[2021-10-12] ISCA 2021 Section 3A: Machine Learning 1
Published:
This reading blog is about three papers in Section 3A: Machine Learning 1 of ISCA 2021.
RaPiD: AI Accelerator for Ultra-Low Precision Training and Inference
This accelerator supports mixed precisions for both training and inference: 16 and 8-bit floating-point and 4 and 2-bit fixed point. It imporves both performance(TOPS) and energy efficiency(TOPS/W) at ultra-low preceision. In my opinion, this work contributes more on the engineering part (architecture).

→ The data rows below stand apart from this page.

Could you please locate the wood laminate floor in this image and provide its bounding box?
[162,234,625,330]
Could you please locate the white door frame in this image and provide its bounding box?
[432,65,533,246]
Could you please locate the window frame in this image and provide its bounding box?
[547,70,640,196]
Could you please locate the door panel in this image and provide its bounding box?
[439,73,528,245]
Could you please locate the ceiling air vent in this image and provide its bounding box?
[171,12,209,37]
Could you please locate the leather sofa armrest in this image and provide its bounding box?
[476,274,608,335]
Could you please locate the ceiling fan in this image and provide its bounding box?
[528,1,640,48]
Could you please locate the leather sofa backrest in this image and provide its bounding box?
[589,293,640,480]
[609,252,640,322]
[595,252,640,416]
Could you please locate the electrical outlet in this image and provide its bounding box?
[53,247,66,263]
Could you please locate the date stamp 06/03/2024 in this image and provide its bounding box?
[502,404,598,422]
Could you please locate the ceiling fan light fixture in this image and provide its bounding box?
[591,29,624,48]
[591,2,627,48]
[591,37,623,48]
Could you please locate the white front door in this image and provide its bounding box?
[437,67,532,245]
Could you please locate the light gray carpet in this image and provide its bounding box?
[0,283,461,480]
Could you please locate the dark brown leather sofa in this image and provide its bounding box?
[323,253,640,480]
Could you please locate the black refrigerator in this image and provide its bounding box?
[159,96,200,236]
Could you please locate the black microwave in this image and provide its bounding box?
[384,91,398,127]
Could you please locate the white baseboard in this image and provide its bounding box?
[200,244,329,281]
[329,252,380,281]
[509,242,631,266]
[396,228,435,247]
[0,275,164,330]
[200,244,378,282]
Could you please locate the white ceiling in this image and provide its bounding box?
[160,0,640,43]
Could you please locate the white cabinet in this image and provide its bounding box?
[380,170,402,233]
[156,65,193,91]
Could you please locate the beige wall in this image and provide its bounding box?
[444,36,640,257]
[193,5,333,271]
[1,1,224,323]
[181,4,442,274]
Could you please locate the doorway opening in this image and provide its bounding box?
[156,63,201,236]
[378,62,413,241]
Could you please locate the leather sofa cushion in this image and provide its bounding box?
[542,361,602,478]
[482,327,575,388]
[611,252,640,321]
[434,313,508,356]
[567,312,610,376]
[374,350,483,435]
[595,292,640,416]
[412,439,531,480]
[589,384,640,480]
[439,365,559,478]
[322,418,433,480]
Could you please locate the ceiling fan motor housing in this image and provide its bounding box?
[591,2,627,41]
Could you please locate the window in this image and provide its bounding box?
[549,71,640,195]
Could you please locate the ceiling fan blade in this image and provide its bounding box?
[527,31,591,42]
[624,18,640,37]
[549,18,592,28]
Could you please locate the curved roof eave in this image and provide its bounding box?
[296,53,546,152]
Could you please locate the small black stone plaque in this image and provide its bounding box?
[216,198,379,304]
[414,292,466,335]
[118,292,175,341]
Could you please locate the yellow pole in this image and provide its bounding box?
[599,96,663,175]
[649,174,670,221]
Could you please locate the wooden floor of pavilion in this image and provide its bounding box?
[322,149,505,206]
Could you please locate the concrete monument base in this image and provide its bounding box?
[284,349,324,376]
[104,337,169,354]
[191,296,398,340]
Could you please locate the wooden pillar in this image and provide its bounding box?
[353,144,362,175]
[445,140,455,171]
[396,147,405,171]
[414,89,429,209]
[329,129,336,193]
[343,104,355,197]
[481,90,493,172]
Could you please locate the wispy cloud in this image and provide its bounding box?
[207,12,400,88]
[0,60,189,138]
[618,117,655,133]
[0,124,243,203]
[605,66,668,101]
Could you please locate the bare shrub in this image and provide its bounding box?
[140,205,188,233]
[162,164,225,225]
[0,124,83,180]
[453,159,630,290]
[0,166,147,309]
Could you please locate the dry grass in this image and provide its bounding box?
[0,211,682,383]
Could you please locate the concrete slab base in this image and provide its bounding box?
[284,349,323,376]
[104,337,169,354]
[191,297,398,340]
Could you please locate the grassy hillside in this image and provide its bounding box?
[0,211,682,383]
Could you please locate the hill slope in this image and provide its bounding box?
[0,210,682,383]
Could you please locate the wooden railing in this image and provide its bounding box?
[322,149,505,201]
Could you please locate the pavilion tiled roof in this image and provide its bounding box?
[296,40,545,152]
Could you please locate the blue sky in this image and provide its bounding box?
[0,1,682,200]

MPE Array: Mixed-Precision PE Array
Here are the challenges and solutions for scaled precisions. 1) Challenge: Support both INT and FP pipelines. Solution: Seperation of the integer and floating point pipelines. 2) Challenge: FP8 for training has two format, one for forward(1,5,3), another for backward(1,4,3). Solution: On-the-fly conversion. Both ceonver to 9bit (1,5,3) 3) Challenge: performance scaling from FP16 to FP8. Solution: sub-SIMD partition. 4) Challenge: IN4/INT2 inference circuit-level optimizations. Solution: double INT4/INT2 engines; Operand Reuse: Sub-SIMD
Sparsity-aware Zero-gating and Frequency Throttling
1) Zero-gating for zero operands 2) Sparsity-aware frequency throttling. Use clock throttling rather than DVFS. (Although I don’t know what clock throttling); not in critical path
Data Communication Among Cores and Memory
Bi-directional ring interconnnection to communicate data between cores and memory. Data fetch latency can be hidden by double-buffering data in L1 overlapped with computations; Assign unique identification tags; Support multi-cast comminucations; Support for “request aggregation”